Une œuvre nommée « La distribution » (6) semble être marquée encore plus que les autres par le choc émotionnel de cette révélation : quand Rieux découvre justement l’œuvre de Day, c’est toute une galerie d’êtres vivants, invisibilisés, comme déjà morts qui arrivent en surface de la composition longitudinale.
Dans une sorte d’urgence à peindre, sous le pinceau et la palette de l’artiste, est dévoilée dans une réverbération en écho, une charité bien organisée; un groupe qui défile pour une essentielle soupe populaire dans un lieu emblématique et mémoriel qu’est la rue.

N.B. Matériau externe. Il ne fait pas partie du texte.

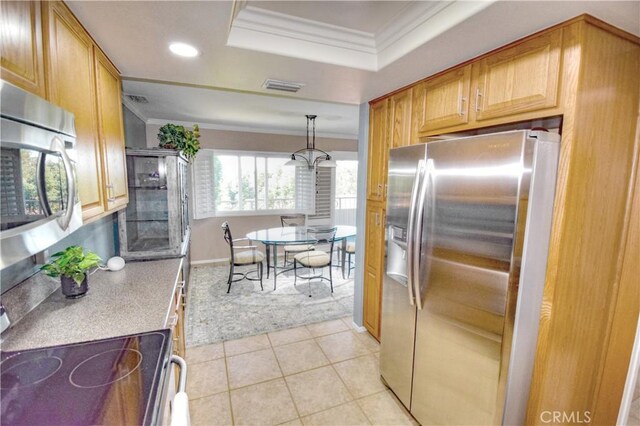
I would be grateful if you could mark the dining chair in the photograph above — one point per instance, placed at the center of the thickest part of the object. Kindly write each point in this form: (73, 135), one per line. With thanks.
(242, 255)
(317, 258)
(349, 251)
(294, 220)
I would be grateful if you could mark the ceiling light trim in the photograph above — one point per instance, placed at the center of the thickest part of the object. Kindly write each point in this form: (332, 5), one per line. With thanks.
(251, 129)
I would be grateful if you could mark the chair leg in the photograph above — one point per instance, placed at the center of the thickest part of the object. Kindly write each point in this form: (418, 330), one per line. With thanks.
(295, 271)
(331, 278)
(230, 276)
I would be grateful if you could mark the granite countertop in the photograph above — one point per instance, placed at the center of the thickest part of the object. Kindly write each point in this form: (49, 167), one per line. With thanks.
(133, 300)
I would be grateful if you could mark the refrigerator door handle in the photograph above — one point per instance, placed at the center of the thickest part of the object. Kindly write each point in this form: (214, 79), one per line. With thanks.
(419, 224)
(410, 227)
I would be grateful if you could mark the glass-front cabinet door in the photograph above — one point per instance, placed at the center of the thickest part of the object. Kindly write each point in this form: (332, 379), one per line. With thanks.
(155, 223)
(147, 217)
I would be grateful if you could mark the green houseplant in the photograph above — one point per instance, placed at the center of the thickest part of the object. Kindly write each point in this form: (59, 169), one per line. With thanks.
(174, 136)
(71, 265)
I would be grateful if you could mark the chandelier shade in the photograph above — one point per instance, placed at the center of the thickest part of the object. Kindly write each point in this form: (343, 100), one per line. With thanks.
(311, 156)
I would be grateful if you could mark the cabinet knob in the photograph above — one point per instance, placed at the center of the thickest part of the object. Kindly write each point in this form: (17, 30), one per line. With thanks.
(461, 106)
(478, 96)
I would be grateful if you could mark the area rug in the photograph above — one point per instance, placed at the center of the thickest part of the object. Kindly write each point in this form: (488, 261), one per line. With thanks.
(212, 315)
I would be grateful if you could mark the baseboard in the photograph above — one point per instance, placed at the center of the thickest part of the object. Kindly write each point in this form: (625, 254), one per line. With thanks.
(215, 262)
(358, 328)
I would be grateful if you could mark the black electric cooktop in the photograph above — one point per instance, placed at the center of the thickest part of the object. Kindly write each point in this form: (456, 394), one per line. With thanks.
(111, 381)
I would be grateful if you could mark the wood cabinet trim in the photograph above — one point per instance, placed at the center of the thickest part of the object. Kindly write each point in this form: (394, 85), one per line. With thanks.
(36, 83)
(580, 18)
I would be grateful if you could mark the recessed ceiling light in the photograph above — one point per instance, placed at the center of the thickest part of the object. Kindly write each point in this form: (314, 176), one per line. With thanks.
(183, 49)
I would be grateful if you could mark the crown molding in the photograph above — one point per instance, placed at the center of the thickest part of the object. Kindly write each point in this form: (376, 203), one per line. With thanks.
(421, 22)
(251, 129)
(263, 30)
(273, 32)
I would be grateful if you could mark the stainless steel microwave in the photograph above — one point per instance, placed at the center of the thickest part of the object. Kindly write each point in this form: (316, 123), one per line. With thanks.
(39, 203)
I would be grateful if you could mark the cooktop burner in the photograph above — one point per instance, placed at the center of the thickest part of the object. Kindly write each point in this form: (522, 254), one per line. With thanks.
(127, 362)
(20, 371)
(111, 381)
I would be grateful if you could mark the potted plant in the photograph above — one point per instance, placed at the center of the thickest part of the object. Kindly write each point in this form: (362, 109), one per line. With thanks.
(71, 265)
(174, 136)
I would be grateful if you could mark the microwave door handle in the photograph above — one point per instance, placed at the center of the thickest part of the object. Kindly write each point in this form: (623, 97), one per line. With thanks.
(410, 228)
(57, 145)
(41, 185)
(419, 220)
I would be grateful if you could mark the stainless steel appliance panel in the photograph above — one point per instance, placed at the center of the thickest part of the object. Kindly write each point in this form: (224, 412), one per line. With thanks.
(473, 228)
(39, 199)
(406, 168)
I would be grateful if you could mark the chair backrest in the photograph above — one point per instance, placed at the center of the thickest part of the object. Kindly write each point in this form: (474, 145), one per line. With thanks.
(227, 236)
(324, 236)
(293, 220)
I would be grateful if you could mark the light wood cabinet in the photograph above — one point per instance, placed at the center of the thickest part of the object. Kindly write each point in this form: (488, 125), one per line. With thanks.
(445, 100)
(111, 131)
(21, 47)
(82, 80)
(374, 266)
(585, 74)
(378, 147)
(520, 79)
(72, 86)
(400, 119)
(372, 301)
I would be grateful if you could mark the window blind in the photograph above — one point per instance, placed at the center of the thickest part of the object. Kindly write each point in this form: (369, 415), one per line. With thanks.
(305, 190)
(202, 172)
(323, 195)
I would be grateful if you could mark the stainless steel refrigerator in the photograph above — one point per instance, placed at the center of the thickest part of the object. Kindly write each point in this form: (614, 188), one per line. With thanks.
(467, 235)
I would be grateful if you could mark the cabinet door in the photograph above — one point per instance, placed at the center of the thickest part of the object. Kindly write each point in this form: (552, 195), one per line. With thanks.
(111, 133)
(520, 79)
(372, 293)
(374, 238)
(72, 86)
(446, 100)
(400, 119)
(22, 58)
(378, 145)
(374, 259)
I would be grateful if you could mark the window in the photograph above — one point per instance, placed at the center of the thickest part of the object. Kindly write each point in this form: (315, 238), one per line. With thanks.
(247, 183)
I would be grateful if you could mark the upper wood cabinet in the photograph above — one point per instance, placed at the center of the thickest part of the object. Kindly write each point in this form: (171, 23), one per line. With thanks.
(81, 79)
(519, 79)
(72, 85)
(400, 119)
(378, 147)
(111, 131)
(21, 51)
(445, 100)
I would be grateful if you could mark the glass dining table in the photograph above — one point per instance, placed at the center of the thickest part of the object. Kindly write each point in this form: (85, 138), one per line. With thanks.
(286, 235)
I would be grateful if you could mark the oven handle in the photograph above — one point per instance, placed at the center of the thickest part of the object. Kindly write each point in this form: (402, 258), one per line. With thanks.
(41, 184)
(182, 384)
(57, 145)
(180, 404)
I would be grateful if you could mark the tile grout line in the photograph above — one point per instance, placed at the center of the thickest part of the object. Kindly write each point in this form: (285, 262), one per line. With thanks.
(226, 370)
(293, 401)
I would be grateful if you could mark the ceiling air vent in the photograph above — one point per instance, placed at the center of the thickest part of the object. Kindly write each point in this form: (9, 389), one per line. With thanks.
(138, 99)
(284, 86)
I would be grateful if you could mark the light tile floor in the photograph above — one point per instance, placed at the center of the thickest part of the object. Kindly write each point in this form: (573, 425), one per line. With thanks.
(319, 374)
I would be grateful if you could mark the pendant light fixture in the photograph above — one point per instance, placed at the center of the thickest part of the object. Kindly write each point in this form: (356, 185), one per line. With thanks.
(311, 156)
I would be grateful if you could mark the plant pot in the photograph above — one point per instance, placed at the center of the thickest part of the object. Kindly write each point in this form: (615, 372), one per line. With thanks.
(71, 289)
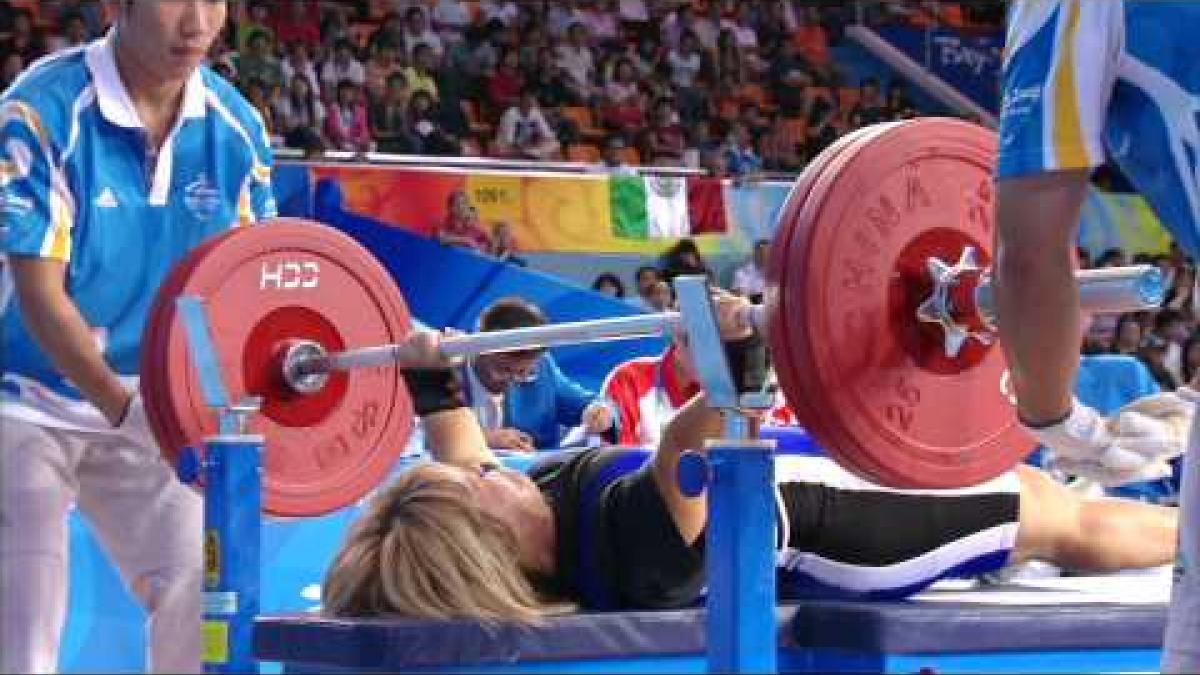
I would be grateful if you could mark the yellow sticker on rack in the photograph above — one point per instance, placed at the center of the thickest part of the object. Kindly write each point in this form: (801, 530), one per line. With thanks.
(216, 641)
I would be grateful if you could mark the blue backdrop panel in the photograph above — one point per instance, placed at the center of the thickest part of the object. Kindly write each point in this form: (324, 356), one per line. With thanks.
(447, 286)
(969, 63)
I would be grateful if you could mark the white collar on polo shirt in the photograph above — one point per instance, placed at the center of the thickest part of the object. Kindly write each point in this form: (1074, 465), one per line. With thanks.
(114, 97)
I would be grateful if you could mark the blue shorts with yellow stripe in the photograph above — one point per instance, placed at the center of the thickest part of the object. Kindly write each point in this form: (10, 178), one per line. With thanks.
(1089, 81)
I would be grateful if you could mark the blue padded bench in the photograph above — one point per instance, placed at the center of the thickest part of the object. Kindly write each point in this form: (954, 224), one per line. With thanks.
(906, 637)
(814, 637)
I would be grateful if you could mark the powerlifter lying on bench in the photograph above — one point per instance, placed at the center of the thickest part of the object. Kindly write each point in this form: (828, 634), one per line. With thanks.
(603, 529)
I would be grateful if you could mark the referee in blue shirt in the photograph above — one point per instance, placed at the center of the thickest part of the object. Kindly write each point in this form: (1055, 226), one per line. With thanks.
(115, 160)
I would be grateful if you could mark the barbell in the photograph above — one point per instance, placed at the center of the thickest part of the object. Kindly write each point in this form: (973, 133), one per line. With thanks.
(877, 310)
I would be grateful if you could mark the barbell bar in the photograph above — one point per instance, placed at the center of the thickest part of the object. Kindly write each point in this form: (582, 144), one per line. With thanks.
(306, 364)
(877, 312)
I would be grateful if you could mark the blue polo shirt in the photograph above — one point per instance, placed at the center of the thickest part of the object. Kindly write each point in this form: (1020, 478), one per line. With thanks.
(79, 184)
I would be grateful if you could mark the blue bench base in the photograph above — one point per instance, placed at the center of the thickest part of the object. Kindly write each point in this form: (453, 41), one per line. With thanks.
(815, 637)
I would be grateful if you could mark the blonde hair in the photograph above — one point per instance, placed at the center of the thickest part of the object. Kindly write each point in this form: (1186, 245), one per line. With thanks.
(425, 549)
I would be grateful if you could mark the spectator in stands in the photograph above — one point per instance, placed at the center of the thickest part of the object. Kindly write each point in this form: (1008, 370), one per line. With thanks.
(775, 31)
(299, 112)
(899, 103)
(226, 70)
(462, 226)
(505, 85)
(549, 81)
(382, 66)
(750, 114)
(624, 107)
(25, 39)
(1182, 288)
(7, 12)
(714, 160)
(870, 107)
(298, 22)
(577, 61)
(1152, 352)
(661, 297)
(257, 21)
(610, 285)
(1191, 364)
(335, 27)
(663, 142)
(425, 121)
(299, 61)
(730, 65)
(390, 31)
(343, 66)
(417, 31)
(601, 19)
(454, 89)
(633, 12)
(821, 125)
(421, 73)
(523, 131)
(346, 125)
(790, 79)
(1111, 257)
(521, 399)
(1174, 328)
(450, 18)
(1126, 335)
(750, 279)
(612, 156)
(684, 258)
(504, 244)
(503, 11)
(481, 51)
(389, 118)
(687, 63)
(645, 279)
(739, 150)
(742, 25)
(257, 93)
(684, 21)
(561, 16)
(257, 61)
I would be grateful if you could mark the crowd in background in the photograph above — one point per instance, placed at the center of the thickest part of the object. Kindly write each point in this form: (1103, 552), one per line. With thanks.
(732, 87)
(1167, 340)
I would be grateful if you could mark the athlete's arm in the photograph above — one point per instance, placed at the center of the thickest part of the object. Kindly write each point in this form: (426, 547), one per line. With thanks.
(54, 320)
(693, 425)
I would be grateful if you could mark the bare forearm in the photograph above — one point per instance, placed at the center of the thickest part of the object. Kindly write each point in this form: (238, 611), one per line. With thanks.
(55, 322)
(690, 429)
(455, 437)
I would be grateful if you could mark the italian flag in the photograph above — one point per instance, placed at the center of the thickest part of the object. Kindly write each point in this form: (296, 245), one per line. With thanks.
(651, 207)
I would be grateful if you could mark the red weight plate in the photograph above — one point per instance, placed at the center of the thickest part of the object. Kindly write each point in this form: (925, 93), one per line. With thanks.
(905, 412)
(790, 350)
(154, 381)
(791, 364)
(265, 286)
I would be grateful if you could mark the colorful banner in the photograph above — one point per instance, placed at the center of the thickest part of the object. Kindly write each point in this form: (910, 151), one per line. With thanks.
(574, 213)
(1122, 221)
(546, 213)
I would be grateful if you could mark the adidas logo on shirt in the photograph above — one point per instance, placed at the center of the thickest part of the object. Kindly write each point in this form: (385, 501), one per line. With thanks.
(107, 199)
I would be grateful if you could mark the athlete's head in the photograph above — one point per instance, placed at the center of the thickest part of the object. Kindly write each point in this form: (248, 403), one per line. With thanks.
(169, 39)
(441, 542)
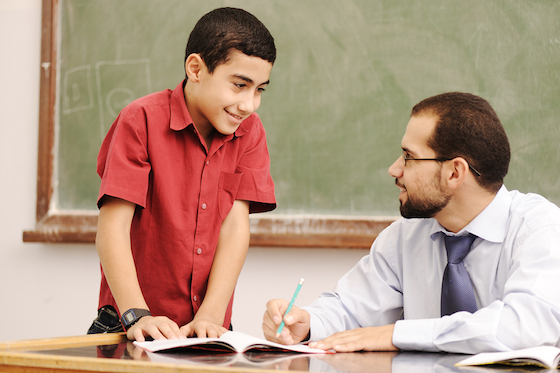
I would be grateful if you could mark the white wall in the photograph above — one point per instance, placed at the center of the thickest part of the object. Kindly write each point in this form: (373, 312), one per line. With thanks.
(51, 290)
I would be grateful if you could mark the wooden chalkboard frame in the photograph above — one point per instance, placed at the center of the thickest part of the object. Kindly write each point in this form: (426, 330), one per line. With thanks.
(80, 227)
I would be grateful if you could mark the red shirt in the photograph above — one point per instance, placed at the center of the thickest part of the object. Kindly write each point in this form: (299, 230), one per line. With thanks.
(154, 157)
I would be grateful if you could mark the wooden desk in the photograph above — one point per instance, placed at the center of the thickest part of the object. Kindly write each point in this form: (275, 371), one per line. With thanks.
(113, 353)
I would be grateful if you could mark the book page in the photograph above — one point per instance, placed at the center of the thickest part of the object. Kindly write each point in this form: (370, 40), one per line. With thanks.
(244, 342)
(546, 356)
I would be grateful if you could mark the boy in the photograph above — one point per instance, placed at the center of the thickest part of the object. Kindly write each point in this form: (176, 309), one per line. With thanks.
(181, 170)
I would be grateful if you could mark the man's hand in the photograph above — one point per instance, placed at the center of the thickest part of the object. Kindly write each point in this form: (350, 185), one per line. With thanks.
(377, 338)
(296, 322)
(158, 327)
(202, 328)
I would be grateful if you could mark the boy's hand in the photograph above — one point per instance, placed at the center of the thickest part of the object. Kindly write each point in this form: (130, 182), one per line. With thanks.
(202, 328)
(296, 322)
(157, 327)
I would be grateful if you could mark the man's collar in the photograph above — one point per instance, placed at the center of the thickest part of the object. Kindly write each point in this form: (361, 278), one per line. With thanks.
(490, 224)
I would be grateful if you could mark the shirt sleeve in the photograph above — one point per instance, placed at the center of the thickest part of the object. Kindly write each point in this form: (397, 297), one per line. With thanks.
(527, 315)
(256, 185)
(122, 162)
(368, 295)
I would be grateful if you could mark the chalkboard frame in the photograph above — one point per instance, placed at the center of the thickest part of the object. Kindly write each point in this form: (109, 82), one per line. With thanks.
(267, 230)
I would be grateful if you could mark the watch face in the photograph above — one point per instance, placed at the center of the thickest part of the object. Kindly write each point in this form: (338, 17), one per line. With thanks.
(129, 316)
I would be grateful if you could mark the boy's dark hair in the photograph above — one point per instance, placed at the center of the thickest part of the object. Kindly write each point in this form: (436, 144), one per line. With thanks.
(468, 127)
(224, 29)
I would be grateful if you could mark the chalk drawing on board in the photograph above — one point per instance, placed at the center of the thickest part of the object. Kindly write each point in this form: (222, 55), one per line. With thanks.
(77, 92)
(118, 84)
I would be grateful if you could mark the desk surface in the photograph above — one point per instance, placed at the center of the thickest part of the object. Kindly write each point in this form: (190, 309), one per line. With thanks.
(113, 353)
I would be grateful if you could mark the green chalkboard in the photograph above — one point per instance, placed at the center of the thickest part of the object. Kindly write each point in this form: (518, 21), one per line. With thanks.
(346, 77)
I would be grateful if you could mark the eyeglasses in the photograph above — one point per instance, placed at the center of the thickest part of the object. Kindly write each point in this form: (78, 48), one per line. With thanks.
(406, 158)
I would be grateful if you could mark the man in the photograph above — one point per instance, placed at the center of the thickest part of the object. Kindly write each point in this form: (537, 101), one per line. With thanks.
(455, 156)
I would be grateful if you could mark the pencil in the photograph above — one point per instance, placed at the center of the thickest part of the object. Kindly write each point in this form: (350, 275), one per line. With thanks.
(281, 326)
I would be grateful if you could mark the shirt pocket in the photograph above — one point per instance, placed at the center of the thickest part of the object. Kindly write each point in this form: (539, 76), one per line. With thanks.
(227, 191)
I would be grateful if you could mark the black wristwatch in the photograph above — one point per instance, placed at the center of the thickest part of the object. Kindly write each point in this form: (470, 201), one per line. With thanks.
(132, 316)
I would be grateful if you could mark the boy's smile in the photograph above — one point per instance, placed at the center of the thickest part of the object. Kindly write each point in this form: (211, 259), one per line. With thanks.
(222, 100)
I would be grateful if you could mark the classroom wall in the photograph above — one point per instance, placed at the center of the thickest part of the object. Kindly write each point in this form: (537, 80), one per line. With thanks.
(49, 290)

Deux figures hâtivement peintes donnent la nourriture sous de grands aplats de tons gris et noirs en demi-teinte autour d’un halo blanc avec une matière anarchique, un caractère organique. Elles se situent de part et d’autre d’un gros chaudron fumant posé sur un tabouret de fortune et ressemblent à deux anges tombés du ciel de part leur attitude penchée. On ressent alors une véritable intensité qui semblent révéler quelque chose de l’ordre du divin, une véritable assignation entre peinture et sacralité de l’instant. Ce qui est surprenant, c’est que l’espace n’est pas traversé par la lumière, mais plutôt par le vide et le silence en dépit de cette foule grouillante; dense compacte et qui sort du cadre. Le peintre observe ici le groupe avec une prédilection pour une ambiance hivernale et dans le tourbillon de cette foule vêtue de lourds manteaux rapiécés, se cache alors la vue sur la solitude urbaine. Un homme agenouillé semble tenir une béquille de bois, et un enfant en rouge s’acccroche au bras de son père. Il représente la seule tache du tableau. L’on se souvient alors, de cette parole christique : « Laissez venir à moi, les petits enfants. » Millet insiste en écrivant: « On ne voit pas le bout de la file ; elle s’étend à perte de vue. » Bien qu’il évoque aussi les files d’attente pour le pain dure de la Grande Dépression, Millet souligne que l’œuvre a été crée en 2020, c’est rajoute t-il une prise de position sur « la consolidation de toutes les files d’attentes, réelles ou potentielles, engendrées par l’organisation actuelle du monde. »
François Rieux a ressenti à l’évidence une responsabilité, une connexion particulière entre lui-même, l’œuvre de Day et les milliers de pauvres qui composent un écosystème si fragilisé par l’oppression, tout en conciliant idéalisme et réalisme. Ce tableau devient par là même un lieu de passage entre la réalité des cultures minoritaires et l’invisible d’une paupérisation galopante derrière les murs du monde.
C’est une nécessité absolue pour l’artiste Rieux de passer par la peinture figurative pour visualiser la transmission de ses aspirations spirituelles et celles de Dorothy Day, dans une démarche volontairement synthétique, syncrétique.
Pointer aussi du doigt les grandes questions existentielles de l’actualite omni-présente comme: l’isolement? La montée de l’individualisme? La dérélection? La misère? Le flux migratoire?
Comme le disent si bien Elisabeth Geffroy, Beaudouin de Guillebon, Floriane de Rivay au Café associatif: le Dorothy : “ Tachons de faire nôtre, l’injonction de Dorothy Day, nous n’avons pas le droit de nous arrêter et de nous sentir désespéré. Il y a trop à faire.”
François Rieux dans son oeuvre plastique l’a parfaitement intégrée.